The process of data verification in scientific research is often long and complex; add to that the escalated increase in data over the recent years, and the process becomes a very difficult one. Philip Morris International and IBM Research have collaborated to develop the sbv IMPROVER project, to help scientists be able to more quickly and effectively verify and analyze data generated. The sbv IMPROVER project is set up as a series of challenges that is presented to the scientific community. Scientists submit methods and solutions which are then open for public discourse. The public discourse allows the community to come to an agreement on the best possible solution. The project is currently on its third stage. Manuel Peitsch, the VP of Biological Systems Research at Philip Morris International, Research & Development tells Rachel Lim more about the project and its impact on research.
Q: What is the sbv IMPROVER project?
A: sbv IMPROVER stands for systems biology verification: Industrial Methodology for PROcess VErification in Research. It is a collaborative effort by Philip Morris International (PMI) R&D and IBM Research, designed to develop a more transparent and robust process for assessing complex scientific data. Using a crowd-sourcing methodology, the project is designed as a series of challenges whereby scientists from around the world actively contribute to the development of an innovative method for the verification of scientific data and concepts in systems biology research.1,2 The project is funded by PMI.
The methodology being explored in sbv IMPROVER has potential applications in many industries –x biotechnology, pharmaceuticals, nutrition and environmental safety to name a few. In theory it could be applied to any area that requires a more meaningful analysis of scientific data. There are no restrictions on where and how the methodology can be used and the impact of sbv IMPROVER is thus far reaching and highly significant.
For example, PMI are drawing on genomics, proteomics, metabolomics, high-resolution imaging, observational clinical studies and mathematical modeling to gain a mechanistic understanding of the causal relationship between cigarette smoking and smoking-related disease.

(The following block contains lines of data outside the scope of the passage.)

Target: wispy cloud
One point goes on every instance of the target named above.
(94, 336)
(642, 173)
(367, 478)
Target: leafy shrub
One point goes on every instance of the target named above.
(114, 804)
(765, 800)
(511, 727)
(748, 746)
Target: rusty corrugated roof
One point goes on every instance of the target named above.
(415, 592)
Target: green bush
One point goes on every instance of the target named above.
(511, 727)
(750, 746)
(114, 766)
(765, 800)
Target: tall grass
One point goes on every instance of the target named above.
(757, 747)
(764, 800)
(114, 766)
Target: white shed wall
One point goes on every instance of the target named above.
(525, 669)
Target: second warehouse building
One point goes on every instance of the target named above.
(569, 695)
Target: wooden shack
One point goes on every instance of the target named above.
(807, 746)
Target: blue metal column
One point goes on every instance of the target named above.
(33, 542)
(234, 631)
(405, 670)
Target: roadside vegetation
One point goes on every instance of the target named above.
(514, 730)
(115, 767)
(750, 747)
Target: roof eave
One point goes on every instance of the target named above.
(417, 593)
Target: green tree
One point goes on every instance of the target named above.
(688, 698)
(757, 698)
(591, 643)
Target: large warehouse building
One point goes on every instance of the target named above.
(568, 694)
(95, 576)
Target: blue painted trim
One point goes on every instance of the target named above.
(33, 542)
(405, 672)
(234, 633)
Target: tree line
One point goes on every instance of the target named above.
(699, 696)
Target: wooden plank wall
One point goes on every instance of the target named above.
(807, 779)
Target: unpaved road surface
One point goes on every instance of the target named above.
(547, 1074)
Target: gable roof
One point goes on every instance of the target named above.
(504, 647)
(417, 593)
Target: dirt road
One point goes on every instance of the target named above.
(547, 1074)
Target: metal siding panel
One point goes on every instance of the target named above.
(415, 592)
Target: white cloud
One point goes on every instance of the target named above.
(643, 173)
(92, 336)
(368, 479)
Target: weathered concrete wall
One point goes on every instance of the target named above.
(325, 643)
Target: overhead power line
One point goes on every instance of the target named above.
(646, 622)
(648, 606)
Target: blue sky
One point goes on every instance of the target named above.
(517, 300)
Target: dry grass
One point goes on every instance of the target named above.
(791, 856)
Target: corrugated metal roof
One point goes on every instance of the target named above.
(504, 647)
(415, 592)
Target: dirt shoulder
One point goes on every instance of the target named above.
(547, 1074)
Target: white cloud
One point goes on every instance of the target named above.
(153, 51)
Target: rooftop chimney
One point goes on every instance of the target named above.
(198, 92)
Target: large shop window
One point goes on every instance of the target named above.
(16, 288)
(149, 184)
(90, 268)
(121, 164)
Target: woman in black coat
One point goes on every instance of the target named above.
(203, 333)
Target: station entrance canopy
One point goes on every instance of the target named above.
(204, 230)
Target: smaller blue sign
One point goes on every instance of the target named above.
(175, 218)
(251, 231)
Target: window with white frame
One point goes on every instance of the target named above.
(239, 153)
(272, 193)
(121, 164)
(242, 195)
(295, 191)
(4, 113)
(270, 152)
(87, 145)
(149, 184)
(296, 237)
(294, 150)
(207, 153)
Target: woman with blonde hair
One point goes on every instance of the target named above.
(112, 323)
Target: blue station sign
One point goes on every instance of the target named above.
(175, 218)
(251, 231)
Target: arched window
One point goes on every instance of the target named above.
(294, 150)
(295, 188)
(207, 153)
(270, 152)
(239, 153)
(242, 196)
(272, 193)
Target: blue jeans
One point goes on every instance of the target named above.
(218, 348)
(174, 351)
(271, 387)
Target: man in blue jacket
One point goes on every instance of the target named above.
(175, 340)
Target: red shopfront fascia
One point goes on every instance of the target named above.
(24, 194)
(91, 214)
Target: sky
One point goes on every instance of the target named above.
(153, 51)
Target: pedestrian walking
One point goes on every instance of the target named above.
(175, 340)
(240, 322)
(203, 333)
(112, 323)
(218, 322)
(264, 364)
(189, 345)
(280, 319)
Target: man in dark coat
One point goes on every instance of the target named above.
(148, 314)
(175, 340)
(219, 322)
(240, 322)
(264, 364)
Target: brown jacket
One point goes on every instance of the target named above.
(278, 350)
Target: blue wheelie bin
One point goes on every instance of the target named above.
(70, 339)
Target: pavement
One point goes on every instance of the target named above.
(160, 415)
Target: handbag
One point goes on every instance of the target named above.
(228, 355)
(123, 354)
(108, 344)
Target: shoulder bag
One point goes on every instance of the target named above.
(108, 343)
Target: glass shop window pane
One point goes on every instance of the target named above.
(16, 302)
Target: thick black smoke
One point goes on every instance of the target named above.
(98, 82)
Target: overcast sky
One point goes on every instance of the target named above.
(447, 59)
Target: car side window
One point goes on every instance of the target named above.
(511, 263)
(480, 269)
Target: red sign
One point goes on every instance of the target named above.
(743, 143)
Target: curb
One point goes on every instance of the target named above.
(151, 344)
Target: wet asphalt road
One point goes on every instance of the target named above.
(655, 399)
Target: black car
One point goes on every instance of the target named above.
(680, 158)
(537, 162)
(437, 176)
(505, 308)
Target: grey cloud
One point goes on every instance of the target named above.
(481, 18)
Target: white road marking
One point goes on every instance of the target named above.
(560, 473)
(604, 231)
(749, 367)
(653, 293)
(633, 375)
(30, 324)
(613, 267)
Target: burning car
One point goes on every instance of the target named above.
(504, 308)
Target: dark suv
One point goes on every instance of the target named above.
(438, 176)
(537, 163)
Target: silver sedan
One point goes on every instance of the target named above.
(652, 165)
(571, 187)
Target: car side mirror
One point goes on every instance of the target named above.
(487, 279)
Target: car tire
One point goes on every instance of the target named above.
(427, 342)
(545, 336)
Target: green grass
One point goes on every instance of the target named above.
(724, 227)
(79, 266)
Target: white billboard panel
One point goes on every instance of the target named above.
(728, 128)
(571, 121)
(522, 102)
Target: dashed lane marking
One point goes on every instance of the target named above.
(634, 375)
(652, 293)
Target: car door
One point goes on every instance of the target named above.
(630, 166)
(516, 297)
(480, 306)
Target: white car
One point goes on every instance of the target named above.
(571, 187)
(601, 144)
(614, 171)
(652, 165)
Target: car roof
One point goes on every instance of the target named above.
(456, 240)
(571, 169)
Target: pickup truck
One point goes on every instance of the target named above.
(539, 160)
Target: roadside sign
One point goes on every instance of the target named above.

Verification of data derived from systems biology is planned to form part of the assessment of an innovative range of products, currently in development, which may have the potential to reduce the risk of smoking related diseases.
Q: What are the factors that led to the development of this project?
A: In recent years, technological advances and a broadening of scientific understanding has led to an explosive growth of scientific data and publications. Indeed, it has been estimated that in the past decade the growth rate of scientific publications was 5.6% per year, or equivalently, a doubling time of 13 years3. As such, the traditional peer-review system, one of the most important mechanisms for quality control of scientific papers, is being put under increased strain. Peer-reviewers get little reward for their efforts and are facing an ever increasing workload. Furthermore, it is questionable whether the peer-review system can objectively assess the quality of high-throughput data and the validity of the sophisticated analyses and interpretations that nowadays pervade many scientific fields.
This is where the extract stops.